Laura Tennant has six children, though a case could be made for a spiritual seventh.
The recently retired editor of the Leader-Courier spent 18 years in a maternal love affair while working in and around the Dayton area, enjoying its beauty, people and history.
A product of mining country, the 66-year-old Tennant sits in her dining room under a wall full of photos she's taken, showcasing her love of nature. She lives deep in the Dayton Valley in a home she and husband, Winston, or "Stony" as he's known, built some 32 years ago by hand - literally.
"In those days, the banks wouldn't make loans on houses that were on unpaved roads," she says. So with hammer and saw, they built their house in a then-sparsely populated valley.
She tells of her husband looking out one night and counting 13 lights off into the distance. "Man, it's getting crowded out here," he said.
Things have changed in Dayton since Tennant graduated from Dayton High School in 1955 in a class of just three.
She remembers wanting to be a journalist in high school. "Either that or an interpreter at the United Nations," she said with a laugh.
After a brief stint in California, she came back to Dayton. Tennant loved her photography classes at University of Nevada, Reno and writing classes at Western Nevada Community College.
One day, she saw an ad in the paper when it came to her: "I'm a journalist," she said.
She took the job at the paper, back when it wasn't much more than a free weekly tabloid.
But Laura had a mission. Her goal was to turn around the image of Dayton.

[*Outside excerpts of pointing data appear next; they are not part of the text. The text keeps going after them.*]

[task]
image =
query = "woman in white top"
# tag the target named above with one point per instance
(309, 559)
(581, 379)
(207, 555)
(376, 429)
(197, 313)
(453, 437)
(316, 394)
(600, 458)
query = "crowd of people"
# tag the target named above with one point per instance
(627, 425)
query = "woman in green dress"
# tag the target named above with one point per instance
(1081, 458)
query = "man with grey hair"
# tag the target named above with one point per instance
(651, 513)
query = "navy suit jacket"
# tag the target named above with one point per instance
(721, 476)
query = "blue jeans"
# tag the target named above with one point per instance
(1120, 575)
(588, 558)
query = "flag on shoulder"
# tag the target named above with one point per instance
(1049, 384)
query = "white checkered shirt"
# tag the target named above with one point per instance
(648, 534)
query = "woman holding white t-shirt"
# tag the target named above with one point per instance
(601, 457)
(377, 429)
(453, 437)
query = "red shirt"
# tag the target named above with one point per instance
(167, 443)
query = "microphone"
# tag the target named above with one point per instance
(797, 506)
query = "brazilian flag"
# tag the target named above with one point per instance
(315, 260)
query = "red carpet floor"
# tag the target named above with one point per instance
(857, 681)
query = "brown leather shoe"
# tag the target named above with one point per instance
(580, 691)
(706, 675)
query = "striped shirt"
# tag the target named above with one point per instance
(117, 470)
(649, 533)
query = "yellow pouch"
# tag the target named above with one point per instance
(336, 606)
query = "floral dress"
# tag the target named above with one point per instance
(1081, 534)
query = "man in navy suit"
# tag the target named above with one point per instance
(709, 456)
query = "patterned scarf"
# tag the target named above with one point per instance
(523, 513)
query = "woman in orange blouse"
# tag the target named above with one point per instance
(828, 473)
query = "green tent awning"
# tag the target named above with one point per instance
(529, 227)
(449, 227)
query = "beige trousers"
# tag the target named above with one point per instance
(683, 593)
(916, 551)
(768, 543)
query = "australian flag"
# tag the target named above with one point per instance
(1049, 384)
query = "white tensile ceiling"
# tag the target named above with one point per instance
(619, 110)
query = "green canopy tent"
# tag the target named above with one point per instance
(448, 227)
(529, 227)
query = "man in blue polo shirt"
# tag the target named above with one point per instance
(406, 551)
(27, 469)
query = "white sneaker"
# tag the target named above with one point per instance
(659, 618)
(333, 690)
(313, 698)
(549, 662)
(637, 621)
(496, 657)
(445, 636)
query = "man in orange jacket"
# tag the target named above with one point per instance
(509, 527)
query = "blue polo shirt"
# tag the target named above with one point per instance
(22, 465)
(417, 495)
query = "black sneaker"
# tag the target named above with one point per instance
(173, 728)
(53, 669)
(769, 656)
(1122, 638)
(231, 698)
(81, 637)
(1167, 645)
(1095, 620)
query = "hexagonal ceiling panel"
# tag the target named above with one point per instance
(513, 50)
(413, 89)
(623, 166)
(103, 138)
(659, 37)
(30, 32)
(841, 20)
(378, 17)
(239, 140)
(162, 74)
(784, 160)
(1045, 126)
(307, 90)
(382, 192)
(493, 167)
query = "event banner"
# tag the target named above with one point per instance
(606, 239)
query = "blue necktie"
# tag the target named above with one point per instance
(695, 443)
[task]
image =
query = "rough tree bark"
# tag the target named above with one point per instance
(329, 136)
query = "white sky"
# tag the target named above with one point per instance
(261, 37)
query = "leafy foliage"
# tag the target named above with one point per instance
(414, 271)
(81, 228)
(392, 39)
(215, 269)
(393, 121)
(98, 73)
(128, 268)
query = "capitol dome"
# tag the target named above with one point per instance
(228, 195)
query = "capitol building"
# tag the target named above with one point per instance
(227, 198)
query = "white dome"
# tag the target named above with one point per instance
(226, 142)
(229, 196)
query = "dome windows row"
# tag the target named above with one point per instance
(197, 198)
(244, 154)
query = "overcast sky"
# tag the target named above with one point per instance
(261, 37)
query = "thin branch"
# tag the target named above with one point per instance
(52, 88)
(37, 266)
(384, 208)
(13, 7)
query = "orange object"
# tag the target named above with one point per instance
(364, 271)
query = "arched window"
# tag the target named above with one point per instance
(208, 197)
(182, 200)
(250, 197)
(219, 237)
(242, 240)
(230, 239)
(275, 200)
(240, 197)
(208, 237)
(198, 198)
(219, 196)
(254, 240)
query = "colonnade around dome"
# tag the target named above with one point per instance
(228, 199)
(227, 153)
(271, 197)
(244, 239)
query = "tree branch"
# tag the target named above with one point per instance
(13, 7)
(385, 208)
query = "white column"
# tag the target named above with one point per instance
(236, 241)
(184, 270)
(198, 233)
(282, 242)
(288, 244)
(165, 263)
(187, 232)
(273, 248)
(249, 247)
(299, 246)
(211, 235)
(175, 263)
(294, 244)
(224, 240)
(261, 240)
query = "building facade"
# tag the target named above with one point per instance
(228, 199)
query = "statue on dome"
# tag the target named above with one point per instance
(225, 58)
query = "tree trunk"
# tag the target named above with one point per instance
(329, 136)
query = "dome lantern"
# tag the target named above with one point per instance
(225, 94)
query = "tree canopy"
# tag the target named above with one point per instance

"At that time, we never got good publicity," she said. "People thought we were the dregs of the earth. Only when something bad happened out here did we get any kind of coverage."
So she started taking pictures of kids, going to schools, celebrating the positive aspects of the community, raising it to a higher level.
"I've always believed in grass-roots journalism, open government and freedom of speech," she says without affectation of idealism. She says she would often find herself at odds with friends at local government meetings. "They wanted to say things off the record," she said.
Tennant's convictions of having a free local press won out over such petty arguments.
But Tennant was never just a stoic reporter. She remembers a sad day when her friend's son was killed in a farm accident.
"I was a reporter who cried with the family," she said.
She was a partisan, a spiritual leader of Dayton who often composed as many as 38 stories a week about the town.
On the city's sesquicentennial, the Saturday of the event was officially decreed "Laura Tennant Day" in Dayton.
"I cried," she said. "It was really ... I've just wanted to promote and preserve Dayton's history ..."
The Dayton area has changed too quickly for Tennant's taste.
"I think the county commissioners have allowed it to grow too fast," she said bluntly.
Still recovering from a recent hip replacement, Tennant admits she's found it hard to stay out of the newsroom.
There are plans to remodel her house, starting in January. She and Stony are planning a motorcycle run to Sturgis, S.D., next year. She wants to write a book on the history of Dayton, take more photographs, do more writing.
"I still write a column for the Mason Valley News," she says.
Plus, she's made it her mission to give Dayton its proper place in the history books.
She and her husband once thought about retiring to Hawaii, but in the end decided "we're just Westerners," and Dayton was their home.
"I love the views. I don't have to watch TV to get the weather," she said, looking outside at the Pine Nut mountains with a smile. "I can just look out there and see what's coming."